Bron: https://www.bertha-dudde.org/nl/proclamation/1528

1528 Houding ten opzichte van de vraag over de goddelijkheid van Jezus

18 juli 1940: Boek 25

Het is de mens altijd vrijgelaten om zich bevestigend of ontkennend in te stellen betreffende de vraag over de goddelijkheid van Jezus. Maar nu zullen de gevolgen van zijn instelling eveneens tegenovergesteld zijn. Het grootste geestelijke succes of de diepste duisternis, dat wil zeggen de meest volledige mislukking in geestelijk opzicht. Alleen deze vraag is doorslaggevend voor de geestelijke staat van de mens, als hij zijn aardse leven beëindigt. Als hij bevestigend staat ten opzichte van de goddelijkheid van Jezus, dan heeft hij ook zijn leven bewust geleefd. Dat wil zeggen, dat hij de kracht en de genaden van het verlossingswerk willens en wetens aangenomen heeft, wat echter onmogelijk is, als hij afwijzend staat ten opzichte van deze vraag.

Alleen God kan kracht uitdelen en steeds alleen de mens, die God erkent, kan in ontvangst nemen. Maar de goddelijke Verlosser heeft door Zijn dood aan het kruis voor de mensen het recht verworven om in directe verbinding te kunnen treden met God Zelf en daardoor dus onbeperkte kracht te kunnen vragen en ontvangen. En deze kracht bevordert de opwaartse ontwikkeling. Het gebruikmaken van het genade- en verlossingswerk is ook de garantie voor het bereiken van een mate van rijpheid van de ziel.

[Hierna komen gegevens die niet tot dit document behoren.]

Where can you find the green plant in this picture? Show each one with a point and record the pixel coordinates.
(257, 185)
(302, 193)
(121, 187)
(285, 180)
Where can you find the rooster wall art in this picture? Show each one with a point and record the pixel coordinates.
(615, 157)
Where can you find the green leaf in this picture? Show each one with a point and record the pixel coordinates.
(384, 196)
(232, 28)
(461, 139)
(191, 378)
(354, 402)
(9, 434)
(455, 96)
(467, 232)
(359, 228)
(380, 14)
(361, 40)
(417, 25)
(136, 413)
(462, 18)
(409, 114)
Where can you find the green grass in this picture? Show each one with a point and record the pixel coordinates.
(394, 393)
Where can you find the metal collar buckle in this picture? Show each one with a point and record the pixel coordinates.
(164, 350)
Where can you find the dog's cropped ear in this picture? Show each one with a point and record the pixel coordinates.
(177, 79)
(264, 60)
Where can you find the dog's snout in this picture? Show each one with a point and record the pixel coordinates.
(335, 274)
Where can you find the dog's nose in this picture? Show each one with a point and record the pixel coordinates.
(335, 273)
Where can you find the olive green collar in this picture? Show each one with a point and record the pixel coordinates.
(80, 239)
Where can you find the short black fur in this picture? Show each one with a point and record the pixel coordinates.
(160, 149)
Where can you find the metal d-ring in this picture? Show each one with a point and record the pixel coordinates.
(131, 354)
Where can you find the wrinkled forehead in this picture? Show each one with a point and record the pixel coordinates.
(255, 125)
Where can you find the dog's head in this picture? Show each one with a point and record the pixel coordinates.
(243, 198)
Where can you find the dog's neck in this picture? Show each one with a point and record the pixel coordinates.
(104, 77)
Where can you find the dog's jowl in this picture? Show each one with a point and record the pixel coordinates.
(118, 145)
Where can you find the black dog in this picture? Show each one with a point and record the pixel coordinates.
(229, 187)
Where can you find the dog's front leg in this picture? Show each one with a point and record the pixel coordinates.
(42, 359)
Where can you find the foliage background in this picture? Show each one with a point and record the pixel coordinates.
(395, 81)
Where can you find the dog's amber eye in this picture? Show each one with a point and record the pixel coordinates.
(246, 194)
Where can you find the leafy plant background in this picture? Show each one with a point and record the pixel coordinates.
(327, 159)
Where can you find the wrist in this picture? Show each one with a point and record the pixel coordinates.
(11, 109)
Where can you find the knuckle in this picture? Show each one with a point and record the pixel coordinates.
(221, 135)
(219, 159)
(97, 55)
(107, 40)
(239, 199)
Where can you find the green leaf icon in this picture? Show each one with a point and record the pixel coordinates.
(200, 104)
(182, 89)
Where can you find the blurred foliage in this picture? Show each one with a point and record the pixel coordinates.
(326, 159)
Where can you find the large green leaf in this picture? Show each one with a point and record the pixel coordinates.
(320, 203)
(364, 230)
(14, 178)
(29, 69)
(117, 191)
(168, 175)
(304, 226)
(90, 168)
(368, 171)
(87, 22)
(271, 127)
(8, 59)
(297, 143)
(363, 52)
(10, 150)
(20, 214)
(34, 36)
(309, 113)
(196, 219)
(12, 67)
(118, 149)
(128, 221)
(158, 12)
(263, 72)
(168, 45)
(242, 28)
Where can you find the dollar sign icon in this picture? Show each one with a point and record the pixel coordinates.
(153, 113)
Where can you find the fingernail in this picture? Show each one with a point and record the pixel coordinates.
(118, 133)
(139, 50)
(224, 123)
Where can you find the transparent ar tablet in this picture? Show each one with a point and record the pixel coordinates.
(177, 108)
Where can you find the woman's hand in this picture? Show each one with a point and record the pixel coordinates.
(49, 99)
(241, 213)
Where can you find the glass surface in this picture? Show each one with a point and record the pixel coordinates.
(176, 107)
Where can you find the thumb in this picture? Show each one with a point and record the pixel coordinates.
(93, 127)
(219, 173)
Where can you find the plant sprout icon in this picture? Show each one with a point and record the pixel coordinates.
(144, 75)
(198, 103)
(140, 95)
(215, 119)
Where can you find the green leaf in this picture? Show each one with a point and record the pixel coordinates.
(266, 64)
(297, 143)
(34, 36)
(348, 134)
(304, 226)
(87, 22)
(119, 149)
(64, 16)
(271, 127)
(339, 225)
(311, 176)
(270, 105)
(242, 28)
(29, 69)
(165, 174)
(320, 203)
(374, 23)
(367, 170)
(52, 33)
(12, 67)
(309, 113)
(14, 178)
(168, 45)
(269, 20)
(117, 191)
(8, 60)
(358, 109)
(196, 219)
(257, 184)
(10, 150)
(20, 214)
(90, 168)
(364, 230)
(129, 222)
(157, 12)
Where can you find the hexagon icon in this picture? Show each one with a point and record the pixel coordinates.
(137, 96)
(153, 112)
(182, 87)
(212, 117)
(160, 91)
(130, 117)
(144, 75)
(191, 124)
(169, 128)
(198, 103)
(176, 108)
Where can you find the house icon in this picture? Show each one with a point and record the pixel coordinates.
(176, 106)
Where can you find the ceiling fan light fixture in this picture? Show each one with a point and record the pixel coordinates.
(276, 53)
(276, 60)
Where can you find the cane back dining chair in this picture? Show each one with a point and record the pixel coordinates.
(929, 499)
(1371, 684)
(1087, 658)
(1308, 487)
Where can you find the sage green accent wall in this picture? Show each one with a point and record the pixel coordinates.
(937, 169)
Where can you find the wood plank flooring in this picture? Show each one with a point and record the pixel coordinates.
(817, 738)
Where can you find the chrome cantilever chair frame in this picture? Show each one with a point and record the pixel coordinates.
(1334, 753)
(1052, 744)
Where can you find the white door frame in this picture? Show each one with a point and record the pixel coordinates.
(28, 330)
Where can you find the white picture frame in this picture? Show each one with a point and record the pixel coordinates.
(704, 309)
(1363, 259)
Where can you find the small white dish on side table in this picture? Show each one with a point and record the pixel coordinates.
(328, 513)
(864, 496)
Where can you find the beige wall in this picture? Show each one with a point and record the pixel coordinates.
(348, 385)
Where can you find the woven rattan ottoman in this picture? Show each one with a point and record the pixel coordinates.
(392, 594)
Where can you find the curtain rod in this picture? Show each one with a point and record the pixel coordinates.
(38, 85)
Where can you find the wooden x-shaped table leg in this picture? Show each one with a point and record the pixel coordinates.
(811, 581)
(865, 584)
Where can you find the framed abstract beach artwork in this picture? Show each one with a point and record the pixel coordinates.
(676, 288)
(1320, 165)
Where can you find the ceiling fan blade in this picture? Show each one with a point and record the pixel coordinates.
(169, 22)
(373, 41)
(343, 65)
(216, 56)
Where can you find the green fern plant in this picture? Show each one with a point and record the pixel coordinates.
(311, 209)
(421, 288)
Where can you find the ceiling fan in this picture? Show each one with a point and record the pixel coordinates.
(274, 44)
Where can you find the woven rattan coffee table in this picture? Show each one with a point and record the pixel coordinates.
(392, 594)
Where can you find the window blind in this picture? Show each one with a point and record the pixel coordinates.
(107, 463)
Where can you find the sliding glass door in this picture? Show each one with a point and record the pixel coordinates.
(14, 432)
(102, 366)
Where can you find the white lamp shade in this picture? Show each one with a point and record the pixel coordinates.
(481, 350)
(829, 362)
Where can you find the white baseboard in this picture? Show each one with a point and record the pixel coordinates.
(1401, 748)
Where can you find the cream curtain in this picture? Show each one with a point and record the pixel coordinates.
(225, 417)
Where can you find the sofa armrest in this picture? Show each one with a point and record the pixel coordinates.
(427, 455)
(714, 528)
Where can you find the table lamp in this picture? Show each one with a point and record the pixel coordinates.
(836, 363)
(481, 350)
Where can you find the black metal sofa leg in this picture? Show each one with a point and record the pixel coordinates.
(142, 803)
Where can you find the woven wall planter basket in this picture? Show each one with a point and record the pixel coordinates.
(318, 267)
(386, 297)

Degene, die geen aanspraak maakt op deze genade, die zowel het verlossingswerk als ook de goddelijke Verlosser Zelf ontkent, moet begrijpelijkerwijs ook op een lage geestelijke trede blijven staan, want het ontbreekt hem aan kracht. Zijn wil is nog door de tegenstander geboeid en zijn macht over hem is zo groot, dat hij uit eigen kracht niet vrij kan komen. Maar de enige hulp wijst hij af en hij aanvaardt niet eens, dat er een Helper is. Hij staat dus nog steeds daar, waar de mensen stonden voor het neerdalen van de Heer. Hij is in het geheel een prooi geworden van de tegenstander en zijn wil is te zeer verzwakt om zich tot God te wenden. En als hij ook de wil zou hebben, dan is de macht van de tegenstander over hem nog niet gebroken en zijn worstelen zou daarom tevergeefs zijn.

Daarom is in de eerste plaats het geloof in de goddelijke Verlosser nodig en de wil om een positieve instelling ten opzichte van Zijn verlossingswerk te hebben. Pas nu wordt hem de kracht toegestuurd, die hem in staat stelt om aan zichzelf en zijn ziel te werken. Talloze malen kan de zelfveredeling aangepakt worden, maar zonder het geloof in Jezus Christus als de Zoon van God en Verlosser van de wereld zal de mens steeds weer terugvallen in zijn zwakheden en fouten, want het ontbreekt hem aan de hulp, die hem helpt om succes te hebben tegen de vijand. Die als het ware met Zijn bloed de ziel van de mens losgekocht heeft van de macht van de tegenstander, haar dus aan diens invloed onttrokken heeft.

Voor een gewillig, naar God toegekeerd mens, die in God leeft en dus in Jezus Christus God Zelf herkent, is de verdere levensweg zo uitgestippeld, dat hij niet meer verkeerd kan gaan. Hij bereikt zeker de hoogte, want de tegenstander kan hem geen hindernissen meer in de weg leggen. Zijn macht is gebroken door de liefde van de Heer, Die Zichzelf voor de mensen opofferde, opdat de weg naar boven voor hen makkelijker werd en het voor hen mogelijk is om zich zo te ontwikkelen, dat ze als ware kinderen van de Vader in de hemel het aardse leven verlaten en nu verlossend werkzaam kunnen zijn in het hiernamaals.